Terraferma arrive dans les salles françaises avec une double réputation flatteuse : celle du réalisateur de Respiro (2002) et d’un film lauréat du Grand Prix du jury lors de la 68e Mostra de Venise.
Pour bien signaler que toute l’Italie est concernée – et au-delà l’Europe mais aussi le monde entier –, on ne saura jamais où se trouve cette petite île italienne, théâtre du film d’Emanuele Crialese. C’est pourtant bien de Lampedusa qu’il s’agit, bout de terre proche des côtés africaines recueillant une foule de candidats à l’Eldorado européen se risquant aux dangers de la mer sur des embarcations de fortune. Avec pour conséquence ces naufrages innombrables qui reviennent dans l’actualité avec une régularité à la banalité terrifiante, aussi sûrement que les vagues sur l’estran d’une plage.
Terraferma s’ouvre par des séquences croustillantes et délicieuses comme du bon vieux pain : un petit peuple pittoresque, truculent et plein de bon sens, avec, pour le folklore, quelques mauvais ragazzi à vespa. Le récit se fixe sur une famille composée de Filippo, un jeune homme, sa mère (une belle veuve) et son grand-père (barbu et sympa comme tout). Sans doute persécuté par les quotas européens et le lobby écologiste, ces derniers ne parviennent plus à vivre de la pêche. L’été venu, ils se réfugient dans une sorte de réduit afin de libérer le logement et profiter d’une invasion : celle de touristes en quête de soleil et de futiles occupations. Mais voilà qu’une autre intrusion menace la poule touristique aux œufs d’or : des clandestins déferlent sur les côtes. Filippo et son grand-père sont amenés à en sauver de la noyade, puis la famille recueille et cache une mère et son enfant, au nez et à la barbe des autorités. Ainsi les protagonistes sont-ils confrontés à un dilemme – auquel les spectateurs sont généreusement conviés – qui structure une dramaturgie digne des joutes entre Don Camillo et Peppone : faut-il dénoncer les clandestins aux autorités pour sauvegarder la lucrative activité ou bien se laisser aller à un humanisme béat en les dissimulant ? Raison morale contre raison économique : choisis ton camp camarade ! Pendant que les mystères de la féminité et de la maternité permettent une communication secrète au sein du logis entre la mère et la clandestine, Filippo, grand dadais généreux et naïf à bouclettes dorées, est un peu paumé. Tout ceci lui semble bien compliqué, surtout quand une amourette s’ébauche avec une touriste qui occupe la location familiale.

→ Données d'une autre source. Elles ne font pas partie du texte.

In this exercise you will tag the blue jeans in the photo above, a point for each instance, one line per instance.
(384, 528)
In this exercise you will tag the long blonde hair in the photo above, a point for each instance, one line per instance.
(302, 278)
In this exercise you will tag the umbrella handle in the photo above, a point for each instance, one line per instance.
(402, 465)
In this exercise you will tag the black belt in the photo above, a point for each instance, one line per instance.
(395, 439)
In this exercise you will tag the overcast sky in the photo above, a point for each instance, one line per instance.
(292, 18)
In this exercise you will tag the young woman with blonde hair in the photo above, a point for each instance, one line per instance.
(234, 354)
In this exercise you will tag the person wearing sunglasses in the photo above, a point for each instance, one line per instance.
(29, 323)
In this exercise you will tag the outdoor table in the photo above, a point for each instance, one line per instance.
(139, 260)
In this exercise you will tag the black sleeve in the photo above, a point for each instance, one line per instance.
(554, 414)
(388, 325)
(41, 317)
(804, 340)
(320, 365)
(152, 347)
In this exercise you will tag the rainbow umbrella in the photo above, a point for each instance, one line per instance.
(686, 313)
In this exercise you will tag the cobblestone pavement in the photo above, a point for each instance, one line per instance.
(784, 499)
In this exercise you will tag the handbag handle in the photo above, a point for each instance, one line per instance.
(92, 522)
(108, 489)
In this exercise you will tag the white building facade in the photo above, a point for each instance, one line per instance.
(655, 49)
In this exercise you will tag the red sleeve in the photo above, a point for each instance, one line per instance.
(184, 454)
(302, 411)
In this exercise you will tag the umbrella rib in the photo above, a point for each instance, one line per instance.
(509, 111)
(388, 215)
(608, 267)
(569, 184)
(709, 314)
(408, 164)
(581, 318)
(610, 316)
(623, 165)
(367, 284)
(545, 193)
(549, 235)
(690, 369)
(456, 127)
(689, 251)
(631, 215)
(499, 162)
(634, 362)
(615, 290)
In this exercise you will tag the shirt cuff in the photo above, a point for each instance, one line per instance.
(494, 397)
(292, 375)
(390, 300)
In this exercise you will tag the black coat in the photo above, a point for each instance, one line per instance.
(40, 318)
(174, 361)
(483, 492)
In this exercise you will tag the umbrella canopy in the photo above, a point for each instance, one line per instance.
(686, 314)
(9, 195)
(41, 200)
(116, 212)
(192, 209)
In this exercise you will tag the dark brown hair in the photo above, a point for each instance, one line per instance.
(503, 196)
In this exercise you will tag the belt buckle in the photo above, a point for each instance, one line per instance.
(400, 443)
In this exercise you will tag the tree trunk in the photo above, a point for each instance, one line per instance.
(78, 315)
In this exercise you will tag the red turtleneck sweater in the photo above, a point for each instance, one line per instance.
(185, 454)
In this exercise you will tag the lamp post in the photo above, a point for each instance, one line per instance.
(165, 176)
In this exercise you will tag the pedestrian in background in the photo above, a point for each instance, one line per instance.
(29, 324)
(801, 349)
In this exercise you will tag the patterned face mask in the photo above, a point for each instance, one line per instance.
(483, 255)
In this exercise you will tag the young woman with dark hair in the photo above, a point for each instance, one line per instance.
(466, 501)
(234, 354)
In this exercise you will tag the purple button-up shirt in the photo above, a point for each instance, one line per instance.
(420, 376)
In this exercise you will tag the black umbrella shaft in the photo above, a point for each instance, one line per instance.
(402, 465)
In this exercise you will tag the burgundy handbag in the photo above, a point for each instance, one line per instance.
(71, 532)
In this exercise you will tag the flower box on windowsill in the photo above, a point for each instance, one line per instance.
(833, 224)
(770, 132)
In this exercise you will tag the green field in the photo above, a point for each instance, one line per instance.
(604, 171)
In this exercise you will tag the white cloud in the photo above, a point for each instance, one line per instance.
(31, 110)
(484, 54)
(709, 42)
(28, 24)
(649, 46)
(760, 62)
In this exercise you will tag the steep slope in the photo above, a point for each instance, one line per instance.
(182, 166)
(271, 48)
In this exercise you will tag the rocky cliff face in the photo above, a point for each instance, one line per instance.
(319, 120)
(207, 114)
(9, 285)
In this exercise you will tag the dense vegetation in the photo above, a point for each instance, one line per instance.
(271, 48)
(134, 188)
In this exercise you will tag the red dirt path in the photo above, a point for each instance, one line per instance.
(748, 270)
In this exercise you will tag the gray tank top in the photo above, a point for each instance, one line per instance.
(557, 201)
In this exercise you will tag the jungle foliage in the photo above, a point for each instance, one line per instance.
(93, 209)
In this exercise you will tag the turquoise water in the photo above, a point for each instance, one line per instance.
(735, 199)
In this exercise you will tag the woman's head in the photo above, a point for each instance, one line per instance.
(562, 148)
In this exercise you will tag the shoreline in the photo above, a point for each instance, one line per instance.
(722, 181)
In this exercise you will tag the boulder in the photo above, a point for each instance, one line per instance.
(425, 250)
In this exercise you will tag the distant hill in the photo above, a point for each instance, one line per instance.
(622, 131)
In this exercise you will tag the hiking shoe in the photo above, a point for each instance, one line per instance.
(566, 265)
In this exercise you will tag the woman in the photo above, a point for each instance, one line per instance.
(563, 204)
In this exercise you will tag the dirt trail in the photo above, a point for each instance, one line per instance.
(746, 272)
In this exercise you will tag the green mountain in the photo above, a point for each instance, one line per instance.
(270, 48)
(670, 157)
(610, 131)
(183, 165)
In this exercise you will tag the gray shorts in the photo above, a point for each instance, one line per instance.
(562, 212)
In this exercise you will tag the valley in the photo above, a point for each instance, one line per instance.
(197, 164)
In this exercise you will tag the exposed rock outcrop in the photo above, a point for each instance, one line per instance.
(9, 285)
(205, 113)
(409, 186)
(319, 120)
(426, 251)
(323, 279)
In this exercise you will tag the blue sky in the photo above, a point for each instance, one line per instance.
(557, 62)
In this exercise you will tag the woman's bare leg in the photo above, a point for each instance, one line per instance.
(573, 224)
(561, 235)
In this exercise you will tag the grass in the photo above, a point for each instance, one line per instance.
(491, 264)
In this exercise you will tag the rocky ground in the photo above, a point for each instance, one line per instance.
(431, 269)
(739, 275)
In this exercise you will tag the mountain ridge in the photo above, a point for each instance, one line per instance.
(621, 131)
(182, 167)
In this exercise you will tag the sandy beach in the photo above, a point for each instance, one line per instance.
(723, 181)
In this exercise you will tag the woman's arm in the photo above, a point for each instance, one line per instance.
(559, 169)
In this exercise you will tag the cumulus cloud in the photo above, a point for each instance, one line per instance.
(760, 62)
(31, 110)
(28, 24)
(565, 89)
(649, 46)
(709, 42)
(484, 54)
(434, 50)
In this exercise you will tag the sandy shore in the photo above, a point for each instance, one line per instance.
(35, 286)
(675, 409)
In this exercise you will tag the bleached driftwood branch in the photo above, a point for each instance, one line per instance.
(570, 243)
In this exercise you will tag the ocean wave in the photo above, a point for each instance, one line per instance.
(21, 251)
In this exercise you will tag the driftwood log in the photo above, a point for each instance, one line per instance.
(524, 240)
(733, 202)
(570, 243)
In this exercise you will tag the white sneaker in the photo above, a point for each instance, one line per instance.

Tourné avec une image léchée vaguement rétro évoquant le technicolor d’antan, Terraferma affiche ses ambitions : rendre justice et dignité à des gens particulièrement malmenés par les circonstances – les clandestins, mais aussi les insulaires, ces gens simples peu habitués à couper les cheveux en quatre. Si l’on peut discuter ce choix esthétique, le vrai problème se situe ailleurs. Il est assez tentant d’associer Terraferma et Le Havre d’Aki Kaurismäki, ce dernier ayant été reçu avec circonspection dans nos colonnes. Mais, au moins, le Finlandais a l’élégance de croire en sa fable naïve, en ses effets de distanciation éculés, et surtout de ne point accoutrer l’ensemble des habits du film-dossier de société – ce que Crialese commet sans vergogne. On comprend bien que la fable n’est ici pas un choix, ou s’il en est un, c’est celui du confort, pour le cinéaste, pour le spectateur et pour les chaînes de télévision qui n’hésiteront pas à acheter et diffuser une fresque édifiante qui ne fâchera personne. Lors d’une virée nocturne en mer, Filippo et sa petite amie sont assaillis par des naufragés surgissant du néant. Pris de panique, le jeune homme les empêche de monter à bord à coups de rame sur des mains tentant de s’agripper à l’embarcation. En faisant de son héros un meurtrier, de véritables questions morales auraient pu surgir, notamment celles liées à la peur viscérale. Mais elles sont annulées par un odieux happy end matinal dont le seul but est de sauver son personnage de l’irréparable : personne n’est mort, et les clandestins – certes quelque peu exténués – parviennent à rallier la côte. Si, fidèlement à la vérité, l’eau mouille bien, elle ne tue pas ; Crialese représente l’un de ces cinéastes qui confond la fable avec le déni de réalité.